4. Varve dating in lake sediments also can be used to constrain the timing of glacier advance. This approach takes advantage of the situation described above in which the ice sheet margin advances close to a lake and deposits rock flour only during its maximum phase. In some cases, the rock flour has annual banding, or varves. Thus, if the varves can be recovered in sediment cores, and carefully examined back in the lab, one can develop a varve chronology – or the number of varves represented in the rock flour layer. In cases where the varves extend to the surface, all one needs to do is count backward from the year of core recovery to determine the age of the oldest varve layer. Briner et al. (2011) used this technique to determine the timing of ice margin advance near Jakobshavn Isbrae (near Ilulissat), in western Greenland, during the Little Ice Age. Although radiocarbon dating constrained the advance of the glacier to its historical moraine to have taken place after ~1600 AD, the varve dating constrained the advance directly to 1820 AD.

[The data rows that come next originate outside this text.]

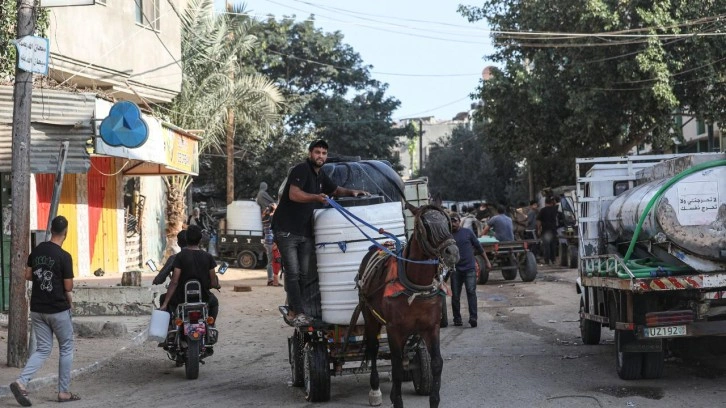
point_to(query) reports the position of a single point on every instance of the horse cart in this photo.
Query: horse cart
(363, 289)
(511, 257)
(318, 352)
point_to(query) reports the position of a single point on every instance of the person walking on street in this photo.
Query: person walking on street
(547, 229)
(306, 188)
(531, 231)
(264, 199)
(465, 273)
(502, 225)
(50, 268)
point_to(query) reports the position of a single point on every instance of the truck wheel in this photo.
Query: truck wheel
(653, 364)
(317, 372)
(510, 268)
(246, 260)
(529, 271)
(628, 365)
(295, 350)
(483, 271)
(421, 371)
(589, 330)
(573, 255)
(563, 256)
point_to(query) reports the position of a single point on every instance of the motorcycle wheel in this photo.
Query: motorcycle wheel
(191, 367)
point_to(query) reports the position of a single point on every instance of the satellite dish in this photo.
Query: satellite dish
(486, 73)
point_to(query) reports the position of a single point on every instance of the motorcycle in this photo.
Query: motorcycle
(191, 332)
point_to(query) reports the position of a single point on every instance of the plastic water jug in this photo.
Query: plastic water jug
(159, 325)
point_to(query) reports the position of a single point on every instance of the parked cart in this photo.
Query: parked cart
(510, 257)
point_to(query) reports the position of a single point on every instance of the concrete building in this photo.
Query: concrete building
(113, 51)
(434, 131)
(126, 48)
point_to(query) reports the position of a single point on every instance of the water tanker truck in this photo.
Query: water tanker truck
(652, 254)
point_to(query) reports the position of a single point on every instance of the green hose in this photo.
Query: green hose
(646, 268)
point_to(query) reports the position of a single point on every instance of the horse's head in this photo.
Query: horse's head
(433, 233)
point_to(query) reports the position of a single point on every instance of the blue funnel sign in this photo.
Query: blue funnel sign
(124, 126)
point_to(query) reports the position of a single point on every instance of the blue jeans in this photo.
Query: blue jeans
(44, 326)
(268, 249)
(296, 251)
(461, 279)
(549, 246)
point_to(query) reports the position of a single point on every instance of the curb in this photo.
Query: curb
(41, 382)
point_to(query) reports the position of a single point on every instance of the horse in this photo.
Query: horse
(410, 304)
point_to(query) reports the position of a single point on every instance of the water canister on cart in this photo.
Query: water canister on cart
(340, 248)
(417, 193)
(245, 217)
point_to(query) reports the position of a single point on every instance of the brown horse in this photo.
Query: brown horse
(410, 305)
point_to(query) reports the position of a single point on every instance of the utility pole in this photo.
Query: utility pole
(420, 146)
(20, 225)
(230, 136)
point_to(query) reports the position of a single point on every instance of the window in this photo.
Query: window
(700, 127)
(147, 13)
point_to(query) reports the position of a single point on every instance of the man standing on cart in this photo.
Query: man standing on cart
(306, 188)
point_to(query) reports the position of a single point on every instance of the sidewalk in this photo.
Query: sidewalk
(97, 340)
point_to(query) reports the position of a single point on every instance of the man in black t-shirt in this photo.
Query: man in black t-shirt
(547, 229)
(50, 268)
(193, 263)
(306, 188)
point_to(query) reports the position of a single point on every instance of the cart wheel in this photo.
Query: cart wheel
(317, 372)
(483, 271)
(572, 251)
(246, 260)
(589, 330)
(529, 271)
(628, 364)
(653, 364)
(563, 255)
(421, 371)
(295, 350)
(510, 268)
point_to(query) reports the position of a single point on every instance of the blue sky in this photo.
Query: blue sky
(437, 55)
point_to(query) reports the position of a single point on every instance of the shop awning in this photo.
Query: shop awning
(168, 150)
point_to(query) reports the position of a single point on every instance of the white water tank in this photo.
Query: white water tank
(340, 248)
(244, 217)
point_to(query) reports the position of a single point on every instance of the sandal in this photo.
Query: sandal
(73, 397)
(21, 395)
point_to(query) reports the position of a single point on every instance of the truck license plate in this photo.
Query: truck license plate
(665, 331)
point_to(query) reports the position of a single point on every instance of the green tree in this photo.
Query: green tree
(461, 168)
(216, 90)
(330, 90)
(557, 97)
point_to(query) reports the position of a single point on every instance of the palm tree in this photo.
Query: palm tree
(216, 94)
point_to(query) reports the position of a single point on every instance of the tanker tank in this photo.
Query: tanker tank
(690, 214)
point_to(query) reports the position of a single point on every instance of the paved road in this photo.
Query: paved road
(526, 352)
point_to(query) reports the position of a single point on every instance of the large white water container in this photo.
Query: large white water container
(340, 248)
(159, 325)
(245, 217)
(416, 192)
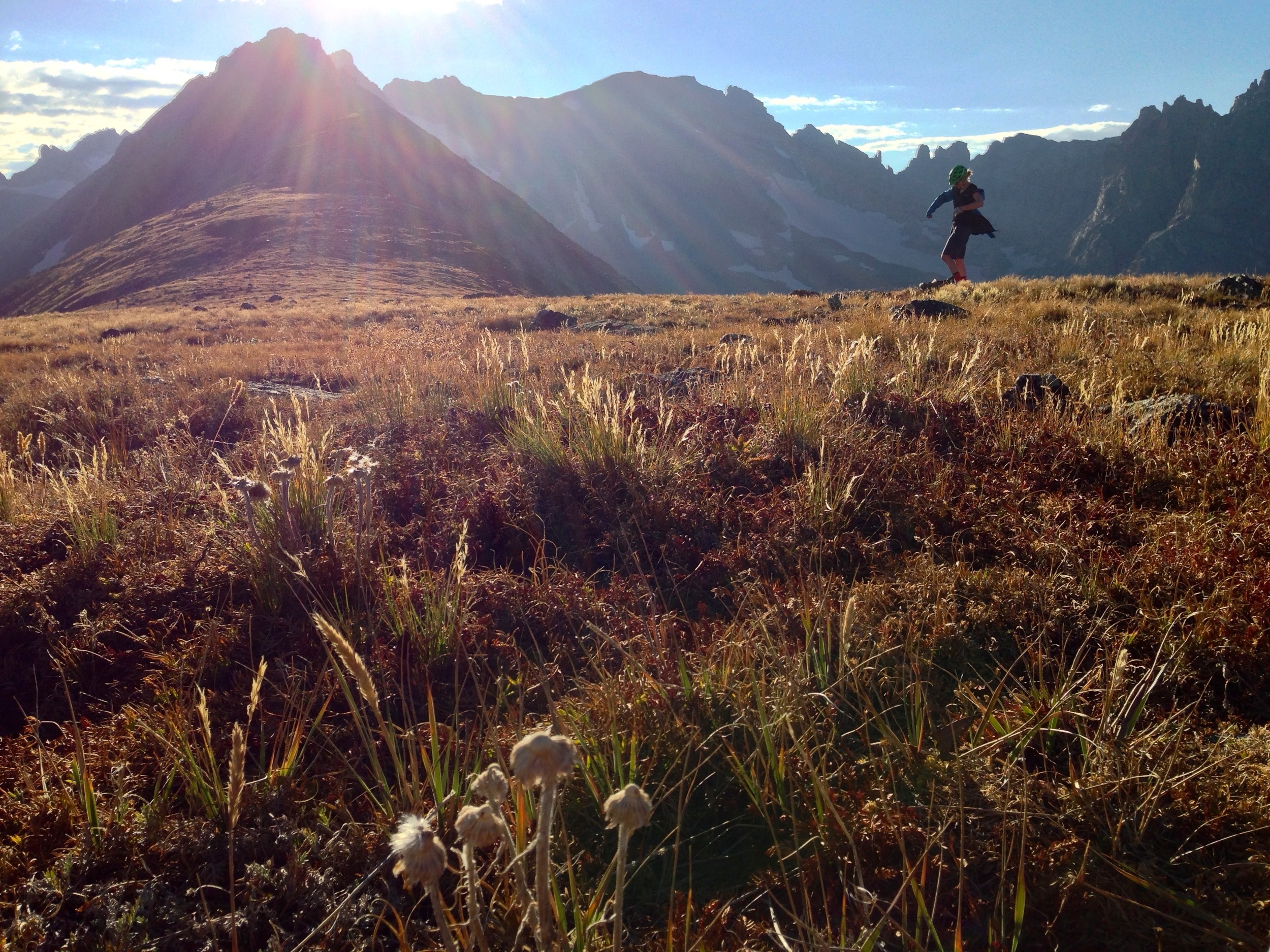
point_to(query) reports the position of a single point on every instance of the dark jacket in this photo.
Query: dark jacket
(973, 221)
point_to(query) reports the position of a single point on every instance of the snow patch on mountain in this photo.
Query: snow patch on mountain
(784, 276)
(823, 217)
(637, 240)
(588, 215)
(51, 257)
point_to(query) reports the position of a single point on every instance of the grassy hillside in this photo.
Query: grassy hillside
(900, 666)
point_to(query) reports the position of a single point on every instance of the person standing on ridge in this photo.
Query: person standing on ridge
(967, 201)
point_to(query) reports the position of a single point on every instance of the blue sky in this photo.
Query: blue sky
(882, 75)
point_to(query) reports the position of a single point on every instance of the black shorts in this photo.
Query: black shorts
(956, 245)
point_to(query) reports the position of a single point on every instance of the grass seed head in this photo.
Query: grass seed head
(491, 785)
(629, 808)
(542, 758)
(238, 753)
(421, 853)
(352, 661)
(479, 826)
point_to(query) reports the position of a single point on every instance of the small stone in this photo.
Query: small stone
(676, 382)
(928, 308)
(547, 319)
(1033, 390)
(613, 326)
(1237, 286)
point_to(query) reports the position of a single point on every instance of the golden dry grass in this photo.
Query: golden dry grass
(896, 664)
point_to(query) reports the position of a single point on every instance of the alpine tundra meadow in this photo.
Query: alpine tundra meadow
(691, 622)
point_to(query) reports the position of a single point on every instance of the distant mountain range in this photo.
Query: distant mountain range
(288, 169)
(283, 166)
(55, 173)
(684, 187)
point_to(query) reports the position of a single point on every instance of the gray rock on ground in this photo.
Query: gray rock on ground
(676, 382)
(1237, 286)
(547, 319)
(928, 308)
(1034, 390)
(614, 326)
(1175, 413)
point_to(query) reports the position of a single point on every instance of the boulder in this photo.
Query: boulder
(928, 308)
(547, 319)
(1174, 413)
(1034, 390)
(1237, 286)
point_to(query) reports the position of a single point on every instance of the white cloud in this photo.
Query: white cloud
(797, 103)
(384, 8)
(851, 134)
(56, 102)
(896, 139)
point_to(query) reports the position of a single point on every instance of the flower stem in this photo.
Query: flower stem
(474, 897)
(624, 836)
(543, 870)
(438, 909)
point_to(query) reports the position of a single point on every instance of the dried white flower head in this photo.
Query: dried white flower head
(421, 853)
(629, 808)
(491, 785)
(479, 826)
(543, 758)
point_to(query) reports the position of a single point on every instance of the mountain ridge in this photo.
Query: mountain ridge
(1061, 207)
(281, 115)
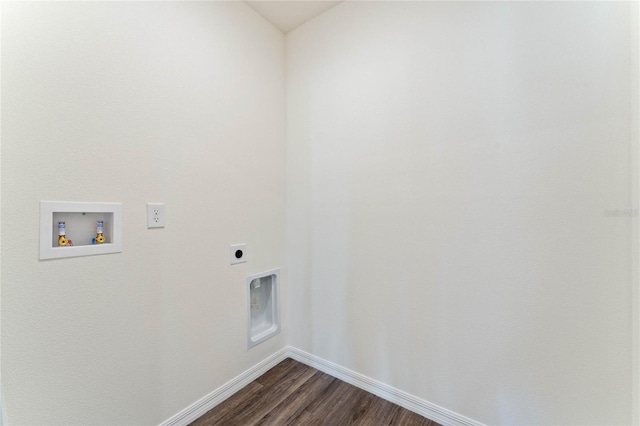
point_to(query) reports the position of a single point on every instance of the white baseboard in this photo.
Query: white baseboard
(198, 408)
(424, 408)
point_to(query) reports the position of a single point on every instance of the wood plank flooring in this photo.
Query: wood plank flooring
(292, 393)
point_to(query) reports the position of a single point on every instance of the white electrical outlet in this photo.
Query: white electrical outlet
(155, 215)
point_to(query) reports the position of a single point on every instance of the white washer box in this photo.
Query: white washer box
(81, 225)
(264, 312)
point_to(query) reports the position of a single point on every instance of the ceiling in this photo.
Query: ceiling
(287, 15)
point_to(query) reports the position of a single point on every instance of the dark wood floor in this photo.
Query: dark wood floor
(292, 393)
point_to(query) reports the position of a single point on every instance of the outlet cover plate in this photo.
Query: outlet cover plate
(155, 215)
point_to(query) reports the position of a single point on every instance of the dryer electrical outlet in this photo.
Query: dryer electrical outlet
(155, 215)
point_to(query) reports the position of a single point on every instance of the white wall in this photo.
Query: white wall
(449, 167)
(175, 102)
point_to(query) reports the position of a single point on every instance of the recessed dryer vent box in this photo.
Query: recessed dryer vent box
(81, 222)
(264, 313)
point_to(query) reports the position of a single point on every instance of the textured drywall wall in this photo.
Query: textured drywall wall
(135, 102)
(450, 170)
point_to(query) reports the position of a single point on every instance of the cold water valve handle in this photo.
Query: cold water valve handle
(100, 233)
(62, 239)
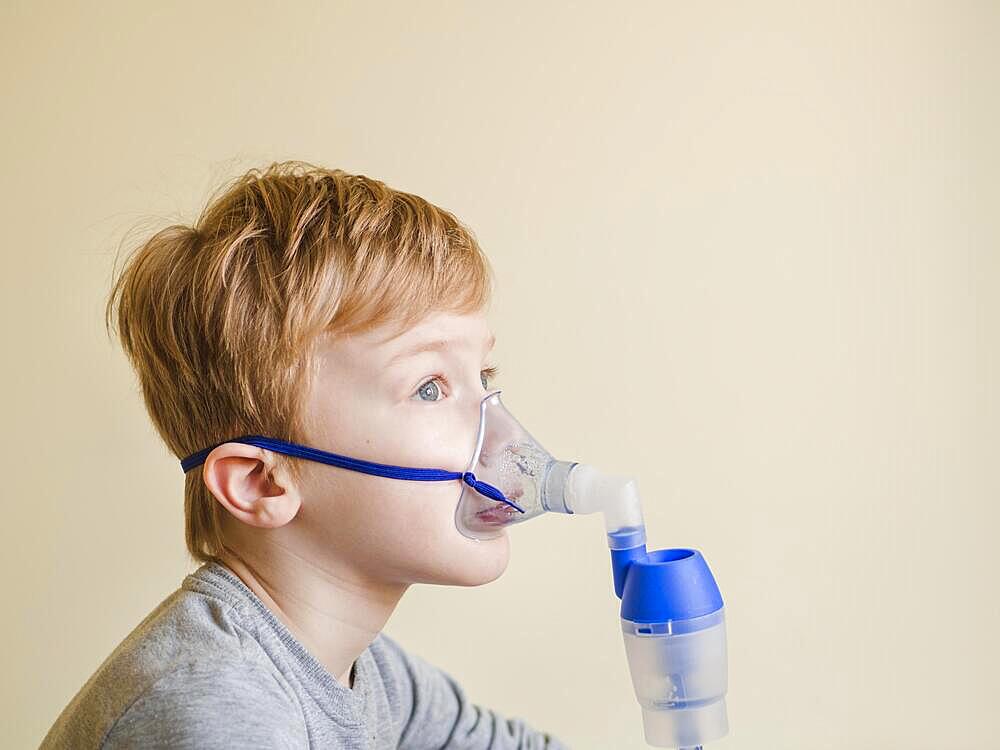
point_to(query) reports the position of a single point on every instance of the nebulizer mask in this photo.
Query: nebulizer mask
(671, 614)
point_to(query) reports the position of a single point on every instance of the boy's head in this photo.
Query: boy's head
(288, 310)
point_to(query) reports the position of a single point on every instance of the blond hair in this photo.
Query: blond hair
(220, 319)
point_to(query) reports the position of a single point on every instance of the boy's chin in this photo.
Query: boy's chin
(483, 563)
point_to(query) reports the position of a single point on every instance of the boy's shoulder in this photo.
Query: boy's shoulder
(190, 656)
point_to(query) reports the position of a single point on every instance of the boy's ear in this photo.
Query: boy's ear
(245, 480)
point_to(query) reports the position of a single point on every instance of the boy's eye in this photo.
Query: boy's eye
(431, 391)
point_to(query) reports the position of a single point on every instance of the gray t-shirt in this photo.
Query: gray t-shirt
(212, 667)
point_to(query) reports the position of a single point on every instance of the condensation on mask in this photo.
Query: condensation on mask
(508, 458)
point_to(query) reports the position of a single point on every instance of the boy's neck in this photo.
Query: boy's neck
(332, 613)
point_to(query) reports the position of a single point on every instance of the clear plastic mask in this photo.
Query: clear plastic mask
(509, 459)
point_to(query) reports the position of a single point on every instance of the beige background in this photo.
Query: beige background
(746, 253)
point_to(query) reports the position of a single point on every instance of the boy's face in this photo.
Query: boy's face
(373, 400)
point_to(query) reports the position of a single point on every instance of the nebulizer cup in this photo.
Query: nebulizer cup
(672, 614)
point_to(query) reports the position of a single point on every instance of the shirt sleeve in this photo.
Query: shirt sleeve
(440, 714)
(208, 707)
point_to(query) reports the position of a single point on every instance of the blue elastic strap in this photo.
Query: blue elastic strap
(355, 464)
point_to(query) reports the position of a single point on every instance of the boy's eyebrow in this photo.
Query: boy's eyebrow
(437, 345)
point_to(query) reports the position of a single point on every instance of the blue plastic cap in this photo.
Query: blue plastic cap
(669, 584)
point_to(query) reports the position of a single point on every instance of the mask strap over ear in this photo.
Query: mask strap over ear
(354, 464)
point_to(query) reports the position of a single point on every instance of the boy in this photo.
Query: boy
(291, 309)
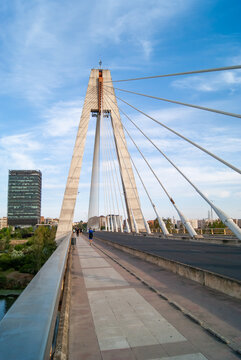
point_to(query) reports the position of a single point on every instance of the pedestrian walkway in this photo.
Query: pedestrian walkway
(114, 316)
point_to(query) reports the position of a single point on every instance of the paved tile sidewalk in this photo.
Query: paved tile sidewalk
(110, 319)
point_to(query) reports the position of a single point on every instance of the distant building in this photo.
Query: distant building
(3, 222)
(237, 221)
(102, 221)
(24, 197)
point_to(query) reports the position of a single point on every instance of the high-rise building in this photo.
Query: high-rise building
(24, 197)
(3, 222)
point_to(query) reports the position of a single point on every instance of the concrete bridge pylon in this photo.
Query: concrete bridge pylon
(95, 102)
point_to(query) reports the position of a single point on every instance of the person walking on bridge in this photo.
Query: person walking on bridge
(91, 233)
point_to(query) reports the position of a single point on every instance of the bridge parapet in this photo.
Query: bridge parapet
(27, 329)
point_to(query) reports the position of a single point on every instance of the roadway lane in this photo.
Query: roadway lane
(221, 259)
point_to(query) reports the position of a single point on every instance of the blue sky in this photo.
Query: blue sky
(47, 50)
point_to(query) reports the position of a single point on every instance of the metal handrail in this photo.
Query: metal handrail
(26, 331)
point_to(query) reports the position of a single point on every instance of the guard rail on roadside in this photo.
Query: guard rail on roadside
(27, 330)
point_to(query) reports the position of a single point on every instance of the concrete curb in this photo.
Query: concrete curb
(233, 346)
(215, 281)
(61, 350)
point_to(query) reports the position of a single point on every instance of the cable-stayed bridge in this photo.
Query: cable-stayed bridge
(92, 300)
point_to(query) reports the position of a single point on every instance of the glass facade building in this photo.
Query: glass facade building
(24, 197)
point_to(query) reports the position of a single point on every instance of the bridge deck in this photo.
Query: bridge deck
(221, 259)
(114, 316)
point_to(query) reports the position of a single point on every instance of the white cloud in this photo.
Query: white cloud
(230, 80)
(62, 118)
(19, 150)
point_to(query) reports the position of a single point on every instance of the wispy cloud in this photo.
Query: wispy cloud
(62, 118)
(19, 151)
(230, 80)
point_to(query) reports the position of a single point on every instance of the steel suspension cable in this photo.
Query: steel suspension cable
(235, 67)
(133, 187)
(104, 177)
(223, 216)
(112, 172)
(182, 217)
(116, 173)
(181, 136)
(108, 194)
(182, 103)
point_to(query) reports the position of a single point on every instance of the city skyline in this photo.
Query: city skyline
(45, 77)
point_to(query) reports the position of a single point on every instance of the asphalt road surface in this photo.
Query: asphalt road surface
(221, 259)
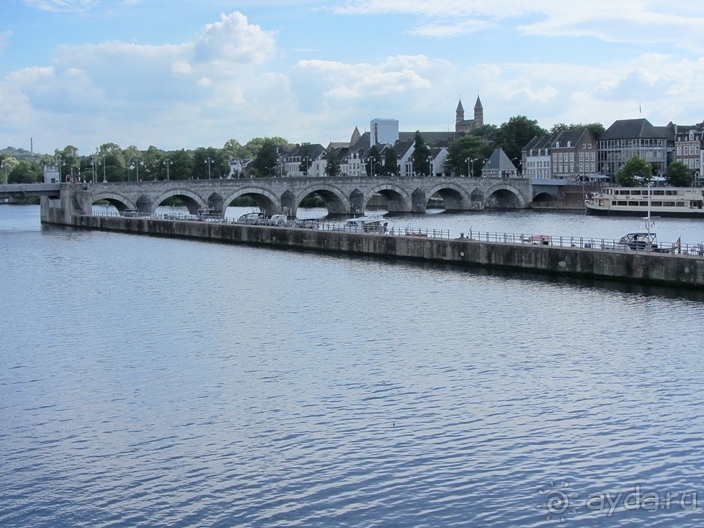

Geologists use these techniques in combination to generate reconstructions of past changes of the Greenland Ice Sheet margin during the Holocene. These reconstructions can be compared with independent records of climate change to determine the response of ice margin change to discrete periods of past warm or cold episodes. As one final example, Young et al. (2011b) combined several of these techniques to document the Greenland ice margin response to a 160-year-long cold snap that occurred 8200 years ago, within which temperature dropped ~3°C in just a few decades. The ice sheet advanced in response to this cold snap revealing that even large ice masses like Greenland can adjust to climate change on human timescales.

Associated References

  • Briner, J.P., Young, N.E., Thomas, E.K., Stewart, H.A.M., Losee, S., and Truex, S. (2011). Varve and radiocarbon dating support the rapid advance of Jakobshavn Isbrae during the Little Ice Age. Quaternary Science Reviews, v. 30, p. 2476-2486.
  • Corbett, L.B., Young, N.E., Bierman, P.R., Briner, J.P., Neumann, T.A., Graly, J.A., and Rood, D.H. (2011). 10Be concentrations in bedrock and boulder samples resulting from early Holocene ice retreat near Jakobshavn Isfjord, western Greenland. Quaternary Science Reviews, v. 30, p. 1739-1749.
  • Kaplan, M.R., Wolfe, A.P., and Miller, G.H. (2002). Holocene environmental variability in southern Greenland inferred from lake sediments. Quaternary Research, v. 58, p. 149-159.
  • Levy, L.B., Kelly, M.A., Howley, J.A., and Virginia, R.A. (2012). Age of the Orkendalen moraines, Kangerslussuaq, Greenland: constraints on the extent of the southwestern margin of the Greenland Ice Sheet during the Holocene. Quaternary Science Reviews, v. 52, p. 1-5.
  • Young, N.E., Briner, J.P., Axford, Y., Csatho, B., Babonis, G.S., Rood, D.H., and Finkel, R.C. (2011). Response of a marine-terminating Greenland outlet glacier to abrupt cooling 8200 and 9300 years ago. Geophysical Research Letters, v. 38, L24701.